- Occupations: Television director, producer and educator
- Employer: University of Sunderland

= Roger Singleton-Turner =

British television director

Roger Singleton-Turner is a British television director, known for a number of series including The Demon Headmaster for the BBC.

==Directing==

Singleton-Turner began his directing career in 1974 on the long-running story-telling programme, Jackanory. He continued to direct for the series until its end in 1996, as well as adapting many books, including Winnie the Pooh, Treasure Island and The Hobbit.

He was the second director ever to work on the long-running iconic children's drama Grange Hill. He directed around 25 episodes in all, for which he won a BAFTA for Best Children's Programme in 1980, along with executive producer Anna Home.He directed The BBC Childrens Drama Series The Treasure Seekers in 1981

Singleton-Turner also directed 1991's Watt on Earth. In 1996, he directed The Demon Headmaster, arguably his best-known work, short-listed for BAFTA, the RTS and the Prix Jeunesse in 1997.

His other works include Gruey & and Gruey Twoey by Martin Riley, Happy Families, Mortimer and Arabel, The Wild House and CITV's Welcome to orty-Fou for Carlton Television. He produced and co-directed, with Steve Wright, series 3 and 4 of The Ark commissioned by ITV Factual from Granada Kids, transmitted in 2004.

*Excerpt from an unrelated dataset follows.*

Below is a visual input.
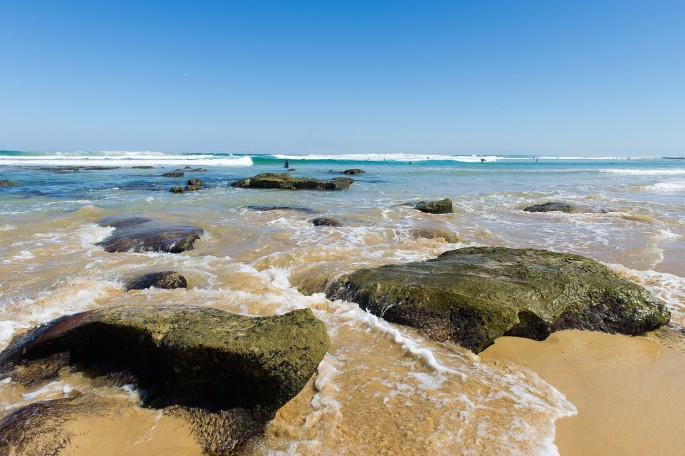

Singleton-Turner has trained other directors at the BBC and has taught on various courses at different Universities in the UK and Thailand. He has recently spent a lot of his time at the University of Sunderland, where he taught TV Studio modules.

==Books==

Singleton-Turner wrote: Cue & Cut (2011), Television and Children (1994), Continuity Notes (1988) and Children Acting on Television (1999). He was also a contributor to Dad's Army - Walmington goes to War (2001, edited by Richard Webber).